La política se extralimita institucionalmente. La rapidez de estos cambios se contradice con la inercia de la cultura política.

No interesa aquí definir ni describir la(s) cultura(s) política(s) predominante(s). Basta poner de relieve las dificultades para reproducir bajo las nuevas condiciones los valores y símbolos, las percepciones, preferencias y actitudes que nos eran familiares. Un mundo se ha venido abajo y, por ende, nuestras estructuras mentales.

Las imágenes habituales de la política ya no logran dar cuenta de la política “realmente existente”.

Dicho en términos más generales: faltan códigos interpretativos mediante los cuales podamos estructurar y ordenar la nueva realidad social. Este desfase es, a mi juicio, el problema de fondo de nuestras culturas políticas.

Abordaré esta situación recurriendo a la vieja metáfora del mapa.

El mapa es una construcción simbólica que mediante determinadas coordenadas delimita y estructura un campo “como si” fuese la realidad. Tal representación simbólica de la realidad tiene una finalidad práctica: el mapa nos sirve de guía, de orientación.
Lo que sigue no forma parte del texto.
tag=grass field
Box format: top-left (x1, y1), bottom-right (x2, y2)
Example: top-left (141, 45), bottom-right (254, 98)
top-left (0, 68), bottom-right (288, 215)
Reduciendo la complejidad de una realidad que nos desborda, el mapa ayuda a acotar el espacio, establecer jerarquías y prioridades, estructurar límites y distancias, fijar metas y diseñar estrategias.

En fin, hace accesible determinado recorte de la realidad social a la intervención deliberada. Como cualquier viajero, también en política recurrimos a los mapas.

Dado que la política no tiene un objetivo fijado de antemano, requerimos de mapas para estructurar el panorama político, diagnosticar el lugar propio, visualizar las alternativas, fijar líneas divisorias y, así, elaborar perspectivas de acción.

Un rasgo crucial de nuestra época es la erosión de los mapas. Los códigos mentales en uso ya no son adecuados al nuevo contexto.

A continuación me refiero brevemente al fenómeno más visible de crisis de los mapas ideológicos para abordar posteriormente la descomposición de los mapas cognitivos.

Las megatendencias antes señaladas modifican las coordenadas de espacio y tiempo, y ello altera el lugar y las funciones de la política. Seguimos haciendo política, por cierto, pero no sabemos lo que hacemos. Hoy por hoy, la política se asemeja a un viaje sin brújula.

Esta falta de perspectiva provoca, en gran medida, los problemas de gobernabilidad democrática. A ello me referiré en la parte final.